Vitamin E Deficiency

Vitamin E deficiency is rare. Because the digestive tract requires fat to absorb vitamin E, people with fat-malabsorption disorders are more likely to become deficient than people without such disorders. Deficiency symptoms include peripheral neuropathy, ataxia, skeletal myopathy, retinopathy, and impairment of the immune response. People with Crohn's disease, cystic fibrosis, or an inability to secrete bile from the liver into the digestive tract, for example, often pass greasy stools or have chronic diarrhea; as a result, they sometimes require water-soluble forms of vitamin E.

Some people with abetalipoproteinemia, a rare inherited disorder resulting in poor absorption of dietary fat, require enormous doses of supplemental vitamin E. People with AVED have such severe vitamin E deficiency that they develop nerve damage and lose the ability to walk unless they take large doses of supplemental vitamin E.


Vitamin E and Health

Many claims have been made about vitamin E's potential to promote health and prevent and treat disease.

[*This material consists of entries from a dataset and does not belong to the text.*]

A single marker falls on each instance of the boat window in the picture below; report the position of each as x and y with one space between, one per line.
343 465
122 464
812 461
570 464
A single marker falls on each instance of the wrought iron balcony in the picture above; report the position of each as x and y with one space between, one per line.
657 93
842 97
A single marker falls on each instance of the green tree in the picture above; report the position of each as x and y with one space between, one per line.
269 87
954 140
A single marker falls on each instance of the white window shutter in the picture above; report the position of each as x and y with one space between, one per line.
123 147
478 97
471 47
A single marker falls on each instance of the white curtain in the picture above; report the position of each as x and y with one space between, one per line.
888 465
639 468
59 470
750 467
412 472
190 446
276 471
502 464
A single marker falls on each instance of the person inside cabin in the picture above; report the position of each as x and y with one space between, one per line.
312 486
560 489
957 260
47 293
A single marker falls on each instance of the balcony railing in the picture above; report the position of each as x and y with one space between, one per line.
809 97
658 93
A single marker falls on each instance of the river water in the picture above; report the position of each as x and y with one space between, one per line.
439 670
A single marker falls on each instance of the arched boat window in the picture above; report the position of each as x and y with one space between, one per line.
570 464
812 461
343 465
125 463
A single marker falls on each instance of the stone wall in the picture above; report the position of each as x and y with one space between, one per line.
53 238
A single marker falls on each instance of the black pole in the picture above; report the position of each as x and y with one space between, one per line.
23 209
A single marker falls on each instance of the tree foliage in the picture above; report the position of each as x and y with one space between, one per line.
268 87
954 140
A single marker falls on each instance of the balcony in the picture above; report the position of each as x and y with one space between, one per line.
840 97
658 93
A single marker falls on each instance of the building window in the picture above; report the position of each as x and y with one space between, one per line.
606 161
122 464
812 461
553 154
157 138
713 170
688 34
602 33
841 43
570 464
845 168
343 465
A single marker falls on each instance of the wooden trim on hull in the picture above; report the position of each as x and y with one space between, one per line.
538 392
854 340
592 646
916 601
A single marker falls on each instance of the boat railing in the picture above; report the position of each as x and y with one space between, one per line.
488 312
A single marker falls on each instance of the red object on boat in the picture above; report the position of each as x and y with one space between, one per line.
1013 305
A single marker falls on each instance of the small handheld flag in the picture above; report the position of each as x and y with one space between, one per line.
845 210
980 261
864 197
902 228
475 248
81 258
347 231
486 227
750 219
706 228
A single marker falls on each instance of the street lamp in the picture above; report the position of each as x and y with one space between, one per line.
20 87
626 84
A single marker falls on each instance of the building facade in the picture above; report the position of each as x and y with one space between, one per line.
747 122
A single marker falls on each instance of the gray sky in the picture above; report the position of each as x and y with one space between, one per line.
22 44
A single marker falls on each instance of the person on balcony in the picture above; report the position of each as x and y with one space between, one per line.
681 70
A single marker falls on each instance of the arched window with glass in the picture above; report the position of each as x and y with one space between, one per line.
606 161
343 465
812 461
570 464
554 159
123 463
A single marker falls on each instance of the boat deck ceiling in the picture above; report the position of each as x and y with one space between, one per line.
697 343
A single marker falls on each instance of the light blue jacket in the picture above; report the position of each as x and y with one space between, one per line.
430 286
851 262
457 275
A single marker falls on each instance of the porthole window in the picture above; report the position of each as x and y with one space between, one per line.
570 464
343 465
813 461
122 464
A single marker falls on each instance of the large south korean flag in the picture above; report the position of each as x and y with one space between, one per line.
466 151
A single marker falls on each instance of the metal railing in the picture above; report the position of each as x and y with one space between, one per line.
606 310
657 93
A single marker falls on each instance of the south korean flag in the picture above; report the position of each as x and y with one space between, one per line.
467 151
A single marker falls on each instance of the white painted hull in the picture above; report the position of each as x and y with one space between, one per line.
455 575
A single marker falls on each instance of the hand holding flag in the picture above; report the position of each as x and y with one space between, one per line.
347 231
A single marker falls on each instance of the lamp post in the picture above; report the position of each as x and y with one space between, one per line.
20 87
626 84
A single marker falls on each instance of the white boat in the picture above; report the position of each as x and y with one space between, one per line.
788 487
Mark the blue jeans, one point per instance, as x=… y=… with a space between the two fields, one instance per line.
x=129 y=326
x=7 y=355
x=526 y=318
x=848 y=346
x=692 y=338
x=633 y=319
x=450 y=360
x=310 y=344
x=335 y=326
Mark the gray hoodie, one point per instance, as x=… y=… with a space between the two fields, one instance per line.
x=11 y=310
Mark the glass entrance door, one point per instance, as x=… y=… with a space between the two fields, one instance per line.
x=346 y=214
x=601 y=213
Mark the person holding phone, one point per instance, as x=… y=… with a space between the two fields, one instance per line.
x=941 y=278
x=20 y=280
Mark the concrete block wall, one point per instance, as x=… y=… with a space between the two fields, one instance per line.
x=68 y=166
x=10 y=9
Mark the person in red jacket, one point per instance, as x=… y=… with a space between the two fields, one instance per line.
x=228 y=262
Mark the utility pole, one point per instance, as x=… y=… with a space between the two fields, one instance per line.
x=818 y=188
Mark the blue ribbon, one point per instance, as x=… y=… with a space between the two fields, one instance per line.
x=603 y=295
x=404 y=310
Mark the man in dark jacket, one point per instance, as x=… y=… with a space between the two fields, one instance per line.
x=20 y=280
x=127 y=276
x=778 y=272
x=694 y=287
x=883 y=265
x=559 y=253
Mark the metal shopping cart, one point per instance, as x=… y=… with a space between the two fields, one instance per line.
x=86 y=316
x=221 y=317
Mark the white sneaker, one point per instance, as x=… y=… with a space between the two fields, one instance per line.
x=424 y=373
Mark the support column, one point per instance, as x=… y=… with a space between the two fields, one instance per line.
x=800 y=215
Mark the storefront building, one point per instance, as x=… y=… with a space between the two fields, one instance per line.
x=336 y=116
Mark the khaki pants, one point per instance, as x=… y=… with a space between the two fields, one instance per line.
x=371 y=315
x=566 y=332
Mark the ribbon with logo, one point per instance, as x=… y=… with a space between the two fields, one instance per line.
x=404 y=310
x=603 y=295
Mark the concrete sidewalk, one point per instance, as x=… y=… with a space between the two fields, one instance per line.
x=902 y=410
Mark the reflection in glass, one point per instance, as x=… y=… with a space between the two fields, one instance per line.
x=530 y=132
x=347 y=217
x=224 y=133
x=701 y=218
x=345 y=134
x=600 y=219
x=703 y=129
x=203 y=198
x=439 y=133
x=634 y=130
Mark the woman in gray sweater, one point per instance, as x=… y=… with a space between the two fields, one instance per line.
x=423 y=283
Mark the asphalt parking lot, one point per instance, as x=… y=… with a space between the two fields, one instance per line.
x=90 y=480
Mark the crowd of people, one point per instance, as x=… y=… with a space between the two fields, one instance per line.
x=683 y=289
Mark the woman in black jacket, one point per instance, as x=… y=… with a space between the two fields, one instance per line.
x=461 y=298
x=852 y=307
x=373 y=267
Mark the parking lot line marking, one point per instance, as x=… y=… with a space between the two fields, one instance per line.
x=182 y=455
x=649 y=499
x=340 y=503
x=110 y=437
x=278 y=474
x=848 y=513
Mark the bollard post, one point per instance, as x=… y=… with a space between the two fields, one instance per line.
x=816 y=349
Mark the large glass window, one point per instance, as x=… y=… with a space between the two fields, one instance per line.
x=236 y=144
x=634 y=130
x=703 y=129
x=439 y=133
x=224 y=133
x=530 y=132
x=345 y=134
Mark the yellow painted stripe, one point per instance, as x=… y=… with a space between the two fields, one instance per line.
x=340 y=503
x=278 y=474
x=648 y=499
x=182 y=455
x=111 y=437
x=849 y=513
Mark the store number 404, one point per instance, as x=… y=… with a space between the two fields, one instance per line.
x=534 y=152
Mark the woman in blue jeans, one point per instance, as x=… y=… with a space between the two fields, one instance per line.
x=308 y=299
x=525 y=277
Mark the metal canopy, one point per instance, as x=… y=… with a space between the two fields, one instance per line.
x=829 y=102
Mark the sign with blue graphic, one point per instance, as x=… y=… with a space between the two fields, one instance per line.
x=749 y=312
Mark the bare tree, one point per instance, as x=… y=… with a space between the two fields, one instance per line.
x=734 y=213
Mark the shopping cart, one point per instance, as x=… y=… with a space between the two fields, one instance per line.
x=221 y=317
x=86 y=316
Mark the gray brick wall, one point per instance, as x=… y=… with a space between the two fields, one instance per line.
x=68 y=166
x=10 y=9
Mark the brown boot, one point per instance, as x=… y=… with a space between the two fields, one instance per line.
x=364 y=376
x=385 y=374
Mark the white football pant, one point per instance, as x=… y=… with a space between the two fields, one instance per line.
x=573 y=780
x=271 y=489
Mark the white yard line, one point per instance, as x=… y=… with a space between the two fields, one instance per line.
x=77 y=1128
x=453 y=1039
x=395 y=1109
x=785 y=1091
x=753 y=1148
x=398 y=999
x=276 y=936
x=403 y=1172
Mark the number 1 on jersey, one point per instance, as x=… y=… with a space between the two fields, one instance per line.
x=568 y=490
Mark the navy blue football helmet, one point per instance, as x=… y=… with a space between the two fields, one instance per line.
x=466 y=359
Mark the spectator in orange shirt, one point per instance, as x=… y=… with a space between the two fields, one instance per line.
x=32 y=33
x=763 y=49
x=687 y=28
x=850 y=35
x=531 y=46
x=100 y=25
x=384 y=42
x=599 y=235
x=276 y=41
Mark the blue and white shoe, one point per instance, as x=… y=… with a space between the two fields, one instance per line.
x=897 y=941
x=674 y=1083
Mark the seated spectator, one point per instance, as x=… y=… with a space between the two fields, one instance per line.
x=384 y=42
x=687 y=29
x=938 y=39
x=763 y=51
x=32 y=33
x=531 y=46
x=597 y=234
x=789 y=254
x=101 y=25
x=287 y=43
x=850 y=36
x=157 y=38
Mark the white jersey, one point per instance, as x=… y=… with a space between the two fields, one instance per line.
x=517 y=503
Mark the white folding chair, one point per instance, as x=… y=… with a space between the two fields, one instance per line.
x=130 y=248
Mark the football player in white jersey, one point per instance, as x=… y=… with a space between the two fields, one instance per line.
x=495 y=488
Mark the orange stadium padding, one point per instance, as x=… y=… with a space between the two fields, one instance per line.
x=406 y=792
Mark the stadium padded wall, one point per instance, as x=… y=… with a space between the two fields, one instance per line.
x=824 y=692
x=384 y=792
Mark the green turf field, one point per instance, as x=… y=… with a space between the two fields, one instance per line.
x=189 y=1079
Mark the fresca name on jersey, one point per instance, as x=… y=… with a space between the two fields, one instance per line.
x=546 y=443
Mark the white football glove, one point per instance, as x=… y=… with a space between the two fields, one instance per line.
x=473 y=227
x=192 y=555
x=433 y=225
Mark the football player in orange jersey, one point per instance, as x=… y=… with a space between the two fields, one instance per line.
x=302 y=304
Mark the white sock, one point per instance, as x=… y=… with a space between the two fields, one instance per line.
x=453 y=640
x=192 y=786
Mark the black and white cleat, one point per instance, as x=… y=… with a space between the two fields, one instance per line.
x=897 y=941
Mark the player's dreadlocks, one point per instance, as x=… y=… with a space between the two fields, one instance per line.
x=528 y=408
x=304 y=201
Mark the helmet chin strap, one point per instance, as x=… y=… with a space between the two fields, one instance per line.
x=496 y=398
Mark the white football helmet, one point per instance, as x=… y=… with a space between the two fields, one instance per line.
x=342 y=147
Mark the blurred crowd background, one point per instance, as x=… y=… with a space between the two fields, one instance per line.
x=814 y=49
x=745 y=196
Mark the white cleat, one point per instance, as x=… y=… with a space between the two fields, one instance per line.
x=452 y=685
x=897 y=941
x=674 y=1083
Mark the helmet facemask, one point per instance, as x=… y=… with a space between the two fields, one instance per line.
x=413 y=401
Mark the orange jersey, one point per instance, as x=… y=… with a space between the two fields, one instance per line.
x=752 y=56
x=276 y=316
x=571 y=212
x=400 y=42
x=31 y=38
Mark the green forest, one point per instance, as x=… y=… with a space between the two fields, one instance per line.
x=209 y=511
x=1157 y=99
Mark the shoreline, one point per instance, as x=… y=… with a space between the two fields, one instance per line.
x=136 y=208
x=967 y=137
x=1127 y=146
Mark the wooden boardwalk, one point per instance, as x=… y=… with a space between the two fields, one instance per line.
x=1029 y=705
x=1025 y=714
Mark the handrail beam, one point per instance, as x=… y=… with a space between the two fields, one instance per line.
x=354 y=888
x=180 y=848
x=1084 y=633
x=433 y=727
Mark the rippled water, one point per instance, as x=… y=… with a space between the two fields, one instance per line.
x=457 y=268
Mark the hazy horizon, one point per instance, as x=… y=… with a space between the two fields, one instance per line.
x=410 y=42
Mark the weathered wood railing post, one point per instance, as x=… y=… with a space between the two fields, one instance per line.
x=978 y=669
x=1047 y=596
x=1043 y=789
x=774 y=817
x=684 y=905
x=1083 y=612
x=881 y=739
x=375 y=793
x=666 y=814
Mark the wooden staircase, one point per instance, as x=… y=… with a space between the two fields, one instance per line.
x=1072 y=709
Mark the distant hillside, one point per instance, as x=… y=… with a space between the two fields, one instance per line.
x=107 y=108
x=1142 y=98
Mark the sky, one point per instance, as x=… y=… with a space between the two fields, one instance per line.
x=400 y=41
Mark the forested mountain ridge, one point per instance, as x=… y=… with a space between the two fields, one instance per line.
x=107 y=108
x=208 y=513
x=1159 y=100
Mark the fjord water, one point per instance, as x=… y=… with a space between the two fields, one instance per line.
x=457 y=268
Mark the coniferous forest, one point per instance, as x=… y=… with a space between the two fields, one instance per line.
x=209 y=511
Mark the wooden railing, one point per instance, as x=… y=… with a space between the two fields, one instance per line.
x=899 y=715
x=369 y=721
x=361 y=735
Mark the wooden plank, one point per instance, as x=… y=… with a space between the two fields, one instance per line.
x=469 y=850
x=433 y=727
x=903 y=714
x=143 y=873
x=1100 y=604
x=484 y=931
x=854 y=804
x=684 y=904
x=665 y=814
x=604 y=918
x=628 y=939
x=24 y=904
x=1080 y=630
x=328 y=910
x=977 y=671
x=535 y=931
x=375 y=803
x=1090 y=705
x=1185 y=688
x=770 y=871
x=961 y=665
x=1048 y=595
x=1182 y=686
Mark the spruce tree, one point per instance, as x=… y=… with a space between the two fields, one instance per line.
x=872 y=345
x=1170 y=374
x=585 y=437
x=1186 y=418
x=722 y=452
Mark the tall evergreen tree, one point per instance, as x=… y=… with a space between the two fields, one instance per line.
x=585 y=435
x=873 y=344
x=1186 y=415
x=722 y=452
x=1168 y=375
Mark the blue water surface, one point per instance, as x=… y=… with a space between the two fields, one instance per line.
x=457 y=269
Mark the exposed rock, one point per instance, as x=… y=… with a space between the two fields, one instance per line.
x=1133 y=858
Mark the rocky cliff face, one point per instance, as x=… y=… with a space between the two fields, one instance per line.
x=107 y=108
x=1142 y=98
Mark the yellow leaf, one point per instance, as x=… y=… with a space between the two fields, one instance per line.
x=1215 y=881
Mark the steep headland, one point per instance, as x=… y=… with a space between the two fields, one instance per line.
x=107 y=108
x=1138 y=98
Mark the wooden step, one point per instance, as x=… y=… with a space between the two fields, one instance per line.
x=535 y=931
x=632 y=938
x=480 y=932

The mechanisms by which vitamin E might provide this protection include its function as an antioxidant and its roles in anti-inflammatory processes, inhibition of platelet aggregation, and immune enhancement. There are four diseases and disorders in which vitamin E might be involved: heart disease, cancer, eye disorders, and cognitive decline.

  • Coronary heart disease. Evidence that vitamin E could help prevent or delay coronary heart disease (CHD) comes from several sources. In vitro studies have found that the nutrient inhibits oxidation of low-density lipoprotein (LDL) cholesterol, thought to be a crucial initiating step for atherosclerosis. Vitamin E might also help prevent the formation of blood clots that could lead to a heart attack or venous thromboembolism. Several observational studies have associated lower rates of heart disease with higher vitamin E intakes.

  • Cancer. Antioxidant nutrients like vitamin E protect cell constituents from the damaging effects of free radicals that, if unchecked, might contribute to cancer development. Vitamin E might also block the formation of carcinogenic nitrosamines formed in the stomach from nitrites in foods and protect against cancer by enhancing immune function.
  • Eye disorders. Age-related macular degeneration (AMD) and cataracts are among the most common causes of significant vision loss in older people. Their etiologies are usually unknown, but the cumulative effects of oxidative stress have been postulated to play a role. If so, nutrients with antioxidant functions, such as vitamin E, could be used to prevent or treat these conditions. Prospective cohort studies have found that people with relatively high dietary intakes of vitamin E (e.g., 30 IU/day) have an approximately 20% lower risk of developing AMD than people with low intakes (e.g., <15 IU/day).
  • Cognitive decline. The brain has a high oxygen consumption rate and abundant polyunsaturated fatty acids in the neuronal cell membranes. Researchers hypothesize that if cumulative free-radical damage to neurons over time contributes to cognitive decline and neurodegenerative diseases, such as Alzheimer's disease, then ingestion of sufficient or supplemental antioxidants (such as vitamin E) might provide some protection.


How do other nutrients interact with vitamin E?

The recycling of vitamin E in the body is intricately connected to four other nutrients: vitamin C, glutathione, selenium, and vitamin B3.

Vitamin C is required to keep vitamin E in its metabolically active form; glutathione (a very small protein molecule called a tripeptide and consisting of three amino acid building blocks) is required to keep vitamin C in its active form; and selenium (a micromineral) and vitamin B3 (in a special form called NADPH) are required to keep glutathione in its active form.

The fact that vitamin E is so heavily dependent on vitamin C, vitamin B3, selenium, and glutathione means that a diet high in vitamin E cannot have its optimal effect unless it is also rich in foods that provide these other nutrients.